A 1 million token context window means the model can hold roughly 750,000 words in a single session - enough to ingest an entire large codebase, multiple documentation files, and a long conversation history all at once without losing track of earlier details. That scale matters most for developers working on multi-file projects or for AI agents (autonomous programs that plan and execute tasks in steps rather than just answering a single question) that need to read, reason about, and modify code across many files in one pass.

The multimodal angle - meaning M3 can process both text and images, not just text - extends its usefulness beyond pure code generation. Feeding screenshots of UI mockups, error messages, or architecture diagrams directly into the model is the obvious use case for developers and product teams.

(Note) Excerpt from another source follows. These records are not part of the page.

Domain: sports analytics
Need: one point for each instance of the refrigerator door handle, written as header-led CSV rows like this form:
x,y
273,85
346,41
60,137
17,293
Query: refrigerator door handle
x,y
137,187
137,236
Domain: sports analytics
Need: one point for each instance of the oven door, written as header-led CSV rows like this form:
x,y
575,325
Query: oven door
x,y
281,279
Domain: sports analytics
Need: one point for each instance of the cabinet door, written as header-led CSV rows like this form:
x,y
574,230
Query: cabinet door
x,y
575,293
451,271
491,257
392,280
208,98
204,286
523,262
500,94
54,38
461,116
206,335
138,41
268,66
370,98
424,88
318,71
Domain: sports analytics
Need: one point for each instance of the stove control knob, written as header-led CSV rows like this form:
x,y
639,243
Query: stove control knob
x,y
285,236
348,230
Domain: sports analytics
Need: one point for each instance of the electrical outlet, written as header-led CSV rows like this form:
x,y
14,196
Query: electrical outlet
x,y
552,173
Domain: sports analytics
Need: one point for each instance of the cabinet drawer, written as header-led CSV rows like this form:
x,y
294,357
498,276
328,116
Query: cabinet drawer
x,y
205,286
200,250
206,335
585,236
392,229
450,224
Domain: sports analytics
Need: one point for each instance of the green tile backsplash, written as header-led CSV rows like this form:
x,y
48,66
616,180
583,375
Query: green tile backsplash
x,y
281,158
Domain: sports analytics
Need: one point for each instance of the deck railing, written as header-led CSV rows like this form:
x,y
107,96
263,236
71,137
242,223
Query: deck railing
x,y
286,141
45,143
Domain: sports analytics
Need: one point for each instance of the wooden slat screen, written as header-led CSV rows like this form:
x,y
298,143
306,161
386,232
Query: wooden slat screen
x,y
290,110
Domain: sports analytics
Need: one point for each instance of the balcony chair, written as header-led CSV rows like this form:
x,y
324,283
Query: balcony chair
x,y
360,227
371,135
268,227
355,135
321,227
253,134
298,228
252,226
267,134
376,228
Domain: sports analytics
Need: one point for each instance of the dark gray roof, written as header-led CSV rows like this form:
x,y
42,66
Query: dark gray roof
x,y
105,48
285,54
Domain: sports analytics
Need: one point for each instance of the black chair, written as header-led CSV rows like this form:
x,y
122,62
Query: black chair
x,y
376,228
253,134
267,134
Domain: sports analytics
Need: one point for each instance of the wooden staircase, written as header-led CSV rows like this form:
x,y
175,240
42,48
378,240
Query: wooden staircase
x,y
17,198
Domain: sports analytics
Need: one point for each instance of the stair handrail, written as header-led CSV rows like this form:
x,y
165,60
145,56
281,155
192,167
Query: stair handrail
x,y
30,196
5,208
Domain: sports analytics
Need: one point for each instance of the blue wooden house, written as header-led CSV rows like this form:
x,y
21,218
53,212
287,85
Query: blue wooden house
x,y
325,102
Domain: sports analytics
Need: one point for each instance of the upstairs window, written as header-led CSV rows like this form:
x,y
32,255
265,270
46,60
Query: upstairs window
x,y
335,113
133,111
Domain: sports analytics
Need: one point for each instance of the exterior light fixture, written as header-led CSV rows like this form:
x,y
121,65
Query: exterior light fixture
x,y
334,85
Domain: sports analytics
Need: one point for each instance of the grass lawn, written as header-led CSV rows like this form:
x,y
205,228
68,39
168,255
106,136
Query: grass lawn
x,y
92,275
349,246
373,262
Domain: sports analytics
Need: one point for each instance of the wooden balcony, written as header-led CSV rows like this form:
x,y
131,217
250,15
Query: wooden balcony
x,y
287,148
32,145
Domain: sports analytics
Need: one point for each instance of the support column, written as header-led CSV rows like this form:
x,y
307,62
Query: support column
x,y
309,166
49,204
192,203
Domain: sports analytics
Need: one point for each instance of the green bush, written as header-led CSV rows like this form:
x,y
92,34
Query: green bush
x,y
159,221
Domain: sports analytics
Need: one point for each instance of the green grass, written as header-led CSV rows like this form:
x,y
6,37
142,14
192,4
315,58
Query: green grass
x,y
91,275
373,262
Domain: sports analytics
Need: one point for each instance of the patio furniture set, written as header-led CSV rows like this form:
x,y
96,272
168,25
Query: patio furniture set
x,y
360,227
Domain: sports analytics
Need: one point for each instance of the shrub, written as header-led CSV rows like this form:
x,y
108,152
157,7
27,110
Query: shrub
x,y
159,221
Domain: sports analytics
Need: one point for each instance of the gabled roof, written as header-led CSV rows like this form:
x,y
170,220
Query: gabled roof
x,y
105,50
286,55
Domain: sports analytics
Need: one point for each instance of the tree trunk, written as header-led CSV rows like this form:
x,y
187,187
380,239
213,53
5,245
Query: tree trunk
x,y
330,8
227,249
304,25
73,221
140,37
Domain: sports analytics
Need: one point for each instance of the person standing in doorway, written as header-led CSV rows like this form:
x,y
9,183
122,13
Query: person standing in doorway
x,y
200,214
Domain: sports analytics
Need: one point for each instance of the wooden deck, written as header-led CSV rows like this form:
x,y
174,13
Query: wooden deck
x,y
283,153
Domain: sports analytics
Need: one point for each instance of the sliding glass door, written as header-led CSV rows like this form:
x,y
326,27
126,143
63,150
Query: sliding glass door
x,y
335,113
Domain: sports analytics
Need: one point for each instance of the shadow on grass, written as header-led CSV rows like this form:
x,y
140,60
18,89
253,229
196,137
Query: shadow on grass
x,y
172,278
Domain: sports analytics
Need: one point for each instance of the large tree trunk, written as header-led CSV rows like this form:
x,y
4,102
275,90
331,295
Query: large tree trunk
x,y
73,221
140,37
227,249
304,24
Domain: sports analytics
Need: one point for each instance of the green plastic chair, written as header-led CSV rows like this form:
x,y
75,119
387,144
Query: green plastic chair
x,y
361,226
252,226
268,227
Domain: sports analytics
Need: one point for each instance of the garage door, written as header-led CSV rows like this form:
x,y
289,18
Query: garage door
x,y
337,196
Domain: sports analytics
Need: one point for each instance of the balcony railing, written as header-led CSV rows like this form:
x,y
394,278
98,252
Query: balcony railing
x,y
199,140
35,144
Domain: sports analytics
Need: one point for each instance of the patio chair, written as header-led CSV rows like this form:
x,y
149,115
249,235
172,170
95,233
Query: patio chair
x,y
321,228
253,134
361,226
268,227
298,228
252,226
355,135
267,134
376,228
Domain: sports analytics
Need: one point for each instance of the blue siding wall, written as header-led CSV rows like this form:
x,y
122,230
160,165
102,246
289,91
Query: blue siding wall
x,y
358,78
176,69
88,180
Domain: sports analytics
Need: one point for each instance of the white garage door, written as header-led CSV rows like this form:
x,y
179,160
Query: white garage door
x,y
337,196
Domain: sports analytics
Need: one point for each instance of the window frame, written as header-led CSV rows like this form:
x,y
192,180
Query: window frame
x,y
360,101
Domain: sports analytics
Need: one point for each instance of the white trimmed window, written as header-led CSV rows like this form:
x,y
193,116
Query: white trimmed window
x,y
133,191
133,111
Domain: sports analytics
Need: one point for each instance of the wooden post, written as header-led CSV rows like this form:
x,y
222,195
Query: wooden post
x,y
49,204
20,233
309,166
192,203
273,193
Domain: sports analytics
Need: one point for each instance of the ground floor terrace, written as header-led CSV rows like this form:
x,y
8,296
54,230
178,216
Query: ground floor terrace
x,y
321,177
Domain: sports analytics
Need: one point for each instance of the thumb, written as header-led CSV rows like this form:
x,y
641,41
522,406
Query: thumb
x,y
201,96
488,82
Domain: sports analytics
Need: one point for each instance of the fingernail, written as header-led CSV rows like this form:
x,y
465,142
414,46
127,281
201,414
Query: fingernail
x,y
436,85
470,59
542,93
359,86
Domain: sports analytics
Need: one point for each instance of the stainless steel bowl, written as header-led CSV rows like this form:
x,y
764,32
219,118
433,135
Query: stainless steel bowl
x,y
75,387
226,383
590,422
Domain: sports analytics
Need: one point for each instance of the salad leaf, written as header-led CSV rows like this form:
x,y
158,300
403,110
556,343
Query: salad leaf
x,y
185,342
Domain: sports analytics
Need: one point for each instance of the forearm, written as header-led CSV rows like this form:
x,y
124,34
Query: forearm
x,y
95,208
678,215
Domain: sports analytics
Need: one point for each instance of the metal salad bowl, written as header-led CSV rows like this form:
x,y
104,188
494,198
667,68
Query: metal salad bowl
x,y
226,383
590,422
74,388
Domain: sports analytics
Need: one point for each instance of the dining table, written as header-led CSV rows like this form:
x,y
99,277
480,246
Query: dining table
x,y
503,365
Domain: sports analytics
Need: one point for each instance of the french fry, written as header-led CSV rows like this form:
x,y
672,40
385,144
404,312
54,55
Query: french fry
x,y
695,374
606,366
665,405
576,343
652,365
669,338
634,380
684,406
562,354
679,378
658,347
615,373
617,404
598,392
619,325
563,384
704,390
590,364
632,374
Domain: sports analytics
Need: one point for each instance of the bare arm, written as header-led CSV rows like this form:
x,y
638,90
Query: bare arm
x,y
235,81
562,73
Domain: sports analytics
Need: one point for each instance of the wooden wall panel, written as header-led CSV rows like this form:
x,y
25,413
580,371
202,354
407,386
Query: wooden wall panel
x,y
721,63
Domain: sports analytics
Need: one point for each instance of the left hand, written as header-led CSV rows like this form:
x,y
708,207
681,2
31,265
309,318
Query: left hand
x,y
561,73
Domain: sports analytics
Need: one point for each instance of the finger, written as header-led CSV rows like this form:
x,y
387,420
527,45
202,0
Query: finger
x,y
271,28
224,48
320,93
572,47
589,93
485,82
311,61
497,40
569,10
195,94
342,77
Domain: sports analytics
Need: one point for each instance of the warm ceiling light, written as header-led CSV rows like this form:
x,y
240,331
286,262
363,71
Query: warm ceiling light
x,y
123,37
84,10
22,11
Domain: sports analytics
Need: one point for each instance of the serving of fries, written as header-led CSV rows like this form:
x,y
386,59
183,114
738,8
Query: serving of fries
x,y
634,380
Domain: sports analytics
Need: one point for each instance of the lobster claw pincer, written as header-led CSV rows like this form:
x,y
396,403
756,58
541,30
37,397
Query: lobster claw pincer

MiniMax is a Chinese AI lab that has been quietly shipping competitive models. M3 enters a crowded coding-model bracket that currently includes Claudee Code](/tools/claude-code/), Cursor's underlying stack, and Google's Gemini 2.5 Pro, all of which also compete on long context. The 1M token figure matches Gemini 2.5 Pro's headline number, though real-world performance at the edges of a long context window varies significantly between models and is only reliably tested with structured benchmarks.

No pricing details or API availability timeline have been confirmed publicly at launch. Given MiniMax's track record of releasing models on Hugging Face for local use as well as via API, weights availability is likely to follow.